Although President Bush has brought it on himself, some of the liberal arguments against his position in the University of Michigan cases are specious. Here, Fred Hiatt of the Washington Post attacks the University of Texas’ “top 10 percent” program on three grounds: first, that it isn’t admitting enough African-Amercans, second that it relies on affirmative action in recruitment, and third that it will only as long as schools and communities remain segregated. As to the first argument, Hiatt points out that the entering class at Austin last year was only 3.4 percent African American. But Hiatt fails to show why, particularly for a student body that large, the benefits of diversity (exposure to different backgrounds and points of view) will not be realized with that level of representation.

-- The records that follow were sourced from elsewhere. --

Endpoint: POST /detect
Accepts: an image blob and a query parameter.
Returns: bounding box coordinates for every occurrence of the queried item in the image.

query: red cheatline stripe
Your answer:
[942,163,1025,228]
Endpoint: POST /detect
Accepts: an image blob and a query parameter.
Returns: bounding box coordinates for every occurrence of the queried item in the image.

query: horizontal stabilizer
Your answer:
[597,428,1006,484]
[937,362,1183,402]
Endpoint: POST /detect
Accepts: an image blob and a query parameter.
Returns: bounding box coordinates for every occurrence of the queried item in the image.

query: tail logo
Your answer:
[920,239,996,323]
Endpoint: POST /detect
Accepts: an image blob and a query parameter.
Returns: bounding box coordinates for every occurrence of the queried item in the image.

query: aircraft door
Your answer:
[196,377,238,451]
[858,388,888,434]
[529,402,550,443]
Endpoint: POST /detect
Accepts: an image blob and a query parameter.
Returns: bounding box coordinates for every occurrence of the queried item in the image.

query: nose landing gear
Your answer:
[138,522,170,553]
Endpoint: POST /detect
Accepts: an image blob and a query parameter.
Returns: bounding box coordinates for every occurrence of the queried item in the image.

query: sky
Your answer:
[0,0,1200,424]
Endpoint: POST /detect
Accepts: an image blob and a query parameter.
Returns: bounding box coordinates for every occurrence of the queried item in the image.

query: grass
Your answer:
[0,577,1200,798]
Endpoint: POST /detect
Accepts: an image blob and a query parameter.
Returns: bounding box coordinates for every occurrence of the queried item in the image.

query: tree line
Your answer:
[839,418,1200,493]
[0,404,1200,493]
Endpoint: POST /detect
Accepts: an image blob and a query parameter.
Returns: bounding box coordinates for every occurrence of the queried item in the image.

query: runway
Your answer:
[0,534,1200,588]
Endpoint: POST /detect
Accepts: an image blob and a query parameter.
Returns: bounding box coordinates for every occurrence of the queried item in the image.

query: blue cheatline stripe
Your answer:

Second, outreach programs and other forms of aggressive recruitment of qualified minorities may be affirmative action, but few conservatives have any objections to them. Most believe, as I do, that finding qualified minority applicants is a good thing and that “affirmative action” becomes objectionable only at the point when race is used as a factor to decide which applicants to admit. Hiatt is attacking a straw man here. But his most inane argument (and one that I’ve seen elsewhere) is that Bush style admissions programs will work only as long as schools and communities remain segregated. This is actually one of the few virtues of the Bush approach — that there is some point when, at least in theory, the preferences may end. What conceivable rationale would there be for race-based preferences If we got to the point that our communites and public schools were completely racially mixed? Hiatt’s argument reveals that he wants racial preferences forever, under all circumstances. Like most liberals, he has no vision of a color-blind society and nothing to offer African Americans other than permanent entitlement programs.